Course-poursuite en BMW de 110 000 € : ce jeune conducteur de 21 ans ne s’attendait pas à ce qui l’attendait

Publié le 15 février 2026 à 18:00
bmw m3

À Nozay, un simple contrôle routier autour d’une BMW de luxe tourne à la fuite, gendarme bousculé et berline abandonnée. Deux ans plus tard, le jeune conducteur se retrouve devant le tribunal correctionnel de Nantes.

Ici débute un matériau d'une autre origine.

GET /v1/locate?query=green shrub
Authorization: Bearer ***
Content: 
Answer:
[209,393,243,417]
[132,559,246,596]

À Nozay, en Loire-Atlantique, un contrôle routier banal a dégénéré en course-poursuite au volant d’une BMW M3 G80. Le conducteur, un jeune homme de 21 ans originaire de Quimper, vient d’être jugé à Nantes pour avoir tenté d’échapper aux gendarmes en septembre 2023.

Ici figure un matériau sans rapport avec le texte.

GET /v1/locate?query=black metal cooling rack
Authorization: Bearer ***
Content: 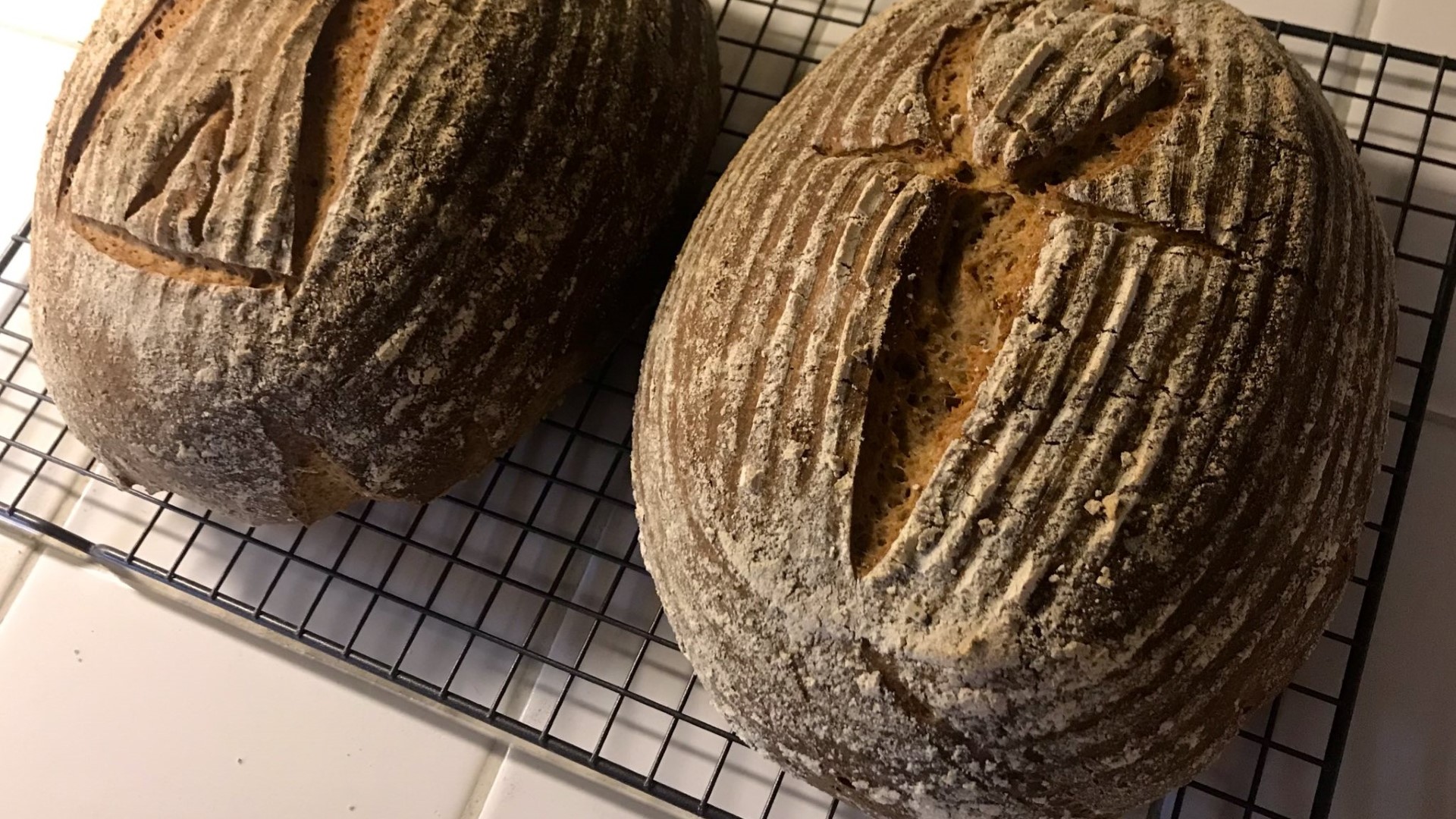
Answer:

Plus de deux ans après les faits, il comparaît pour refus d’obtempérer et délit de fuite autour d’une berline estimée à "110.000 €". Entre la route de campagne, une fuite en marche arrière qui bouscule un gendarme, la voiture retrouvée accidentée puis l’arrestation à Roissy, l’ensemble est saisissant.

À Nozay, un contrôle qui dérape

Le jour des faits, vers 17 h 10, la brigade de gendarmerie de Nozay repère la BMW M3 "immatriculée en Allemagne". Les plaques paraissent "faussement plaquées" et le contrat de location fourni, venu d’une société de Cagnes-sur-Mer, présente une "forme inhabituelle" et un contenu jugé "sommaire", avec en plus des doutes sur l’assurance.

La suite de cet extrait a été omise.